›  Opinion 

Acquisitions : la chasse aux consolidateurs

Il est commun de constater que les acquisitions les plus emblématiques présentent des résultats pour le moins discutables. La situation caricaturale comporte tous les ingrédients d’un échec annoncé. En premier lieu, la taille, importante, souvent synonyme de complexité et d’un lourd travail d’intégration.

Ensuite, un processus de vente bien huilée par les banquiers d’affaires qui conduit souvent à faire monter les enchères. En conséquence, taille importante et prix élevé vont souvent de pair avec levier financier. Enfin, les larges acquisitions sont parfois motivées par des considérations autres qu’économiques, le syndrome de la grenouille qui veut devenir plus grosse que le bœuf en étant la parfaite illustration. In fine, la course à la taille ne va pas de pair avec une bonne rentabilité économique et un bon usage des capitaux des actionnaires. Les mésaventures d’un General Electric ou d’un Vivendi sous l’ère Messier constituent une bonne synthèse d’ensemble des pratiques à éviter. Pour autant, ceci n’est pas une fatalité, en particulier dans certaines régions du “Grand Nord”, qui s’avèrent des terrains fertiles pour la chasse aux consolidateurs.

Anatomie du succès

Il existe une catégorie de champions dans ce monde des fusions et acquisitions, des sociétés qui réussissent de manière systématique à trouver, acheter et intégrer de plus petits acteurs sans que cela ne crée de difficulté majeure, créant au passage beaucoup de valeur. Quels sont les facteurs communs à tous ces succès ?

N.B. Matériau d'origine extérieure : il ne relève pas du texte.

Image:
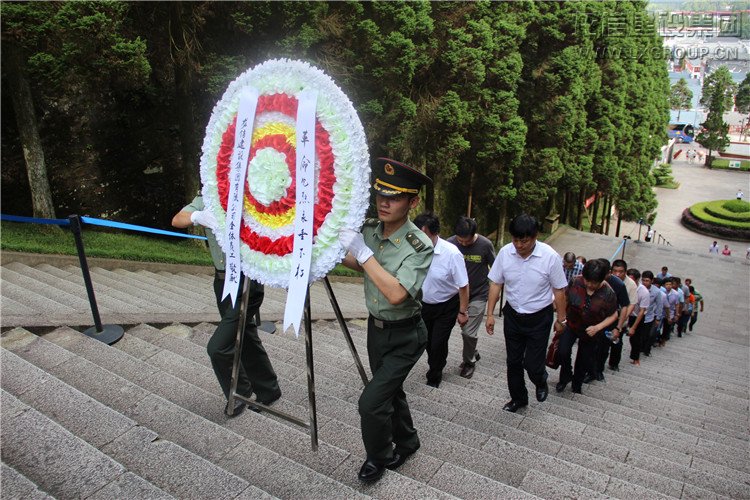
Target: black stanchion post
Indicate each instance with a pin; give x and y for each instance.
(264, 326)
(109, 334)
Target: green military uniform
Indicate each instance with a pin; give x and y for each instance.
(256, 373)
(396, 337)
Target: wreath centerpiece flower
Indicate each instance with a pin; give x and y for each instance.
(342, 169)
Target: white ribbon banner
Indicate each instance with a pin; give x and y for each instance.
(299, 275)
(243, 134)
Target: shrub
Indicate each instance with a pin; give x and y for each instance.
(663, 174)
(723, 163)
(718, 209)
(737, 206)
(695, 224)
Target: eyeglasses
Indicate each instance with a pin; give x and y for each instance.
(522, 241)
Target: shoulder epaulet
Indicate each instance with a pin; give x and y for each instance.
(415, 242)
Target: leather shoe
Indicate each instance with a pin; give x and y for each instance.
(398, 460)
(514, 406)
(467, 371)
(542, 392)
(371, 471)
(239, 407)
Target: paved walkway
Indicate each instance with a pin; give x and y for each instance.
(697, 183)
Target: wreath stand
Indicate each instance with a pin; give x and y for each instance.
(312, 424)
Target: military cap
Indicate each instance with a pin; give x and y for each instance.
(391, 178)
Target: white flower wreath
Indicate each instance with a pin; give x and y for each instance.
(269, 200)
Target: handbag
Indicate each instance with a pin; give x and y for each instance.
(554, 346)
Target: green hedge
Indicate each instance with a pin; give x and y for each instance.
(737, 206)
(720, 209)
(724, 163)
(699, 211)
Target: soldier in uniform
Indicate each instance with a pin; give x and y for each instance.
(394, 256)
(256, 373)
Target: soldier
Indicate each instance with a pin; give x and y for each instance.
(394, 256)
(256, 373)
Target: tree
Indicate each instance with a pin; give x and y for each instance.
(681, 97)
(81, 65)
(23, 107)
(742, 102)
(718, 94)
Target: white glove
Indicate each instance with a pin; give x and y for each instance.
(204, 218)
(354, 242)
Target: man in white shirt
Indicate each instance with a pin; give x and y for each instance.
(619, 269)
(445, 296)
(639, 327)
(532, 274)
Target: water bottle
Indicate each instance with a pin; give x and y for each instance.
(609, 335)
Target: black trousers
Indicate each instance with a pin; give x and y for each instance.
(603, 346)
(256, 373)
(564, 355)
(439, 320)
(637, 341)
(667, 329)
(615, 353)
(526, 338)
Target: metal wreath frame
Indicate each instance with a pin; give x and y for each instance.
(312, 423)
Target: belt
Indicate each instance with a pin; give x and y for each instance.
(401, 323)
(508, 308)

Afin de mettre toutes les chances de son côté, il semble préférable de regarder du côté des secteurs très fragmentés où, par construction, la concurrence est moins forte, le nombre potentiel de cibles d’acquisitions est plus important, et la taille des acteurs modeste, gage d’une intégration plus facile. Ainsi, le terrain de jeu préféré des consolidateurs est le domaine des services tels que l’entretien ménager, la maintenance industrielle, ou la gestion des espaces verts. Ce type d’activités, nécessitant notamment une main d’œuvre importante, rend difficile des gains d’échelle. Il est ainsi souvent plus facile, et plus rentable, d’acquérir un concurrent.

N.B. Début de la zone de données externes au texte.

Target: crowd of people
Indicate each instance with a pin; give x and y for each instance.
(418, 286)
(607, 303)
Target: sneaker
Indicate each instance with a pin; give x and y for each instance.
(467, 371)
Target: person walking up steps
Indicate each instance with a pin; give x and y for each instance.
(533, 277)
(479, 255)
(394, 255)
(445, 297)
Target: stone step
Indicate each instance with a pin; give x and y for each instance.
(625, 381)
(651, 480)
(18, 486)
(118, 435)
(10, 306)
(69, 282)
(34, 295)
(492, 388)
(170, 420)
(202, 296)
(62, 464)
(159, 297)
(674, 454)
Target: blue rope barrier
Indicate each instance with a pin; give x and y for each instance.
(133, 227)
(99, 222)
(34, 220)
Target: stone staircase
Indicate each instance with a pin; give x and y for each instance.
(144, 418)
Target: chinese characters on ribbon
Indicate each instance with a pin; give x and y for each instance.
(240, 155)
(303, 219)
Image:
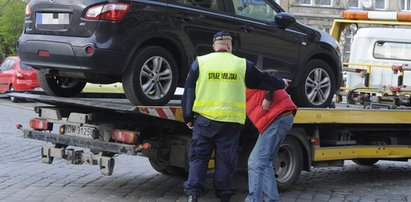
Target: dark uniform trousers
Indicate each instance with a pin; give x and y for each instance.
(207, 135)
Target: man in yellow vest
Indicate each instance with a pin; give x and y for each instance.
(214, 108)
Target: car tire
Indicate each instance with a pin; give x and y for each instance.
(12, 98)
(60, 86)
(151, 78)
(316, 87)
(288, 164)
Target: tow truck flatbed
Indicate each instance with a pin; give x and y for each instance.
(319, 137)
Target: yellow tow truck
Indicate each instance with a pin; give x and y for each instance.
(319, 137)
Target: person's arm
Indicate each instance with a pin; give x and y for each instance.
(256, 79)
(187, 100)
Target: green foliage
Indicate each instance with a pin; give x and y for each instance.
(12, 14)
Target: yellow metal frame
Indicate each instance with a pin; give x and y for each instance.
(351, 116)
(340, 24)
(355, 152)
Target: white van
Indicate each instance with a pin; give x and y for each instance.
(379, 46)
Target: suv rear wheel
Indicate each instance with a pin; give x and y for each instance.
(317, 86)
(60, 86)
(151, 79)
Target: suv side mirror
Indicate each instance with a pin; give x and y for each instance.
(284, 19)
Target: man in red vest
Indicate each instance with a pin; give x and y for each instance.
(272, 113)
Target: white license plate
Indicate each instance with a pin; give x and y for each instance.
(79, 131)
(52, 18)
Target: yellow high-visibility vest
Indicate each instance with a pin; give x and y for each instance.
(220, 87)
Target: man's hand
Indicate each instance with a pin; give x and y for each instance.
(286, 83)
(190, 125)
(266, 104)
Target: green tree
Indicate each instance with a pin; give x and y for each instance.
(12, 14)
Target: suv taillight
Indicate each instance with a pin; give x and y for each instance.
(110, 12)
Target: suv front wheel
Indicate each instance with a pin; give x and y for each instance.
(151, 79)
(316, 87)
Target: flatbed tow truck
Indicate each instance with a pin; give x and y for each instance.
(107, 127)
(111, 126)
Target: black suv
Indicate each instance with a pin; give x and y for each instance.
(149, 45)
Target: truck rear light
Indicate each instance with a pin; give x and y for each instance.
(89, 50)
(110, 12)
(40, 124)
(125, 136)
(28, 11)
(19, 75)
(395, 89)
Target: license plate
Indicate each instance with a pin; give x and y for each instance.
(52, 18)
(79, 131)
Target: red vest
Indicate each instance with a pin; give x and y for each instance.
(261, 119)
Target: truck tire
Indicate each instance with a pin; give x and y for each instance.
(365, 162)
(288, 164)
(151, 78)
(316, 87)
(60, 86)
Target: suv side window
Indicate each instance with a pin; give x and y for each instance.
(11, 64)
(208, 4)
(255, 9)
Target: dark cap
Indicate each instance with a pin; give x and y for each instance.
(222, 36)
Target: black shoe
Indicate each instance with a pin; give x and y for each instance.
(225, 199)
(192, 199)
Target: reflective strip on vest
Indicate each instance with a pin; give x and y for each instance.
(220, 87)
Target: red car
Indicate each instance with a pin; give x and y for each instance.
(15, 75)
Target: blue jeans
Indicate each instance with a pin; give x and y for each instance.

Ces secteurs ne sont pas ceux qui semblent les plus attractifs pour les investisseurs de prime abord. Les croissances organiques sont relativement faibles, souvent en lien avec la croissance économique, et les retours sur capitaux moins attractifs que dans d’autres secteurs. Dit autrement, il est plus facile de faire briller les yeux d’investisseurs en se présentant comme le « Netflix de… » plutôt qu’en expliquant que vous êtes un grossiste en boulons et charnières de portes.

La très grande majorité des champions de la consolidation que nous suivons présentent un haut degré de décentralisation. Leurs sièges sociaux sont réduits à leur portion congrue, leur mission étant de supporter l’action des managers locaux, et de piloter l’allocation du capital. La maison-mère est la gardienne de la culture d’entreprise, souvent très marquée par la présence d’un entrepreneur - chef d’orchestre. Les managers locaux ont ainsi beaucoup de latitudes, y compris dans la recherche et la réalisation des acquisitions.

Nos consolidateurs sont des acheteurs naturels, dits “stratégiques”, par opposition aux sociétés de Private Equity. La grande majorité des opérations sont sourcées en interne, sans recours à des intermédiaires, limitant de fait la bataille sur le prix. Les dirigeants d’une entreprise familiale sont la plupart du temps plus soucieux de l’avenir de leurs salariés et de leur entreprise que du nombre de 0 sur le chèque. En cultivant des relations sur le long terme, la bonne réputation de nos consolidateurs joue en leur faveur.

De la Suède….

La Suède est l’un des pays qui concentre le plus de consolidateurs. Pourquoi ? Tout d’abord, la culture y est très entrepreneuriale, et peu hiérarchique. La décentralisation est le maître-mot et les acquisitions sont très peu intégrées, limitant de fait les risques. Les chasseurs ne sont pas à la recherche de synergies, mais d’entreprises locales bien gérées, générant des flux de trésorerie pour financer les acquisitions suivantes. Chaque cible conserve son indépendance, la responsabilité sur ses résultats et la plupart du temps son management.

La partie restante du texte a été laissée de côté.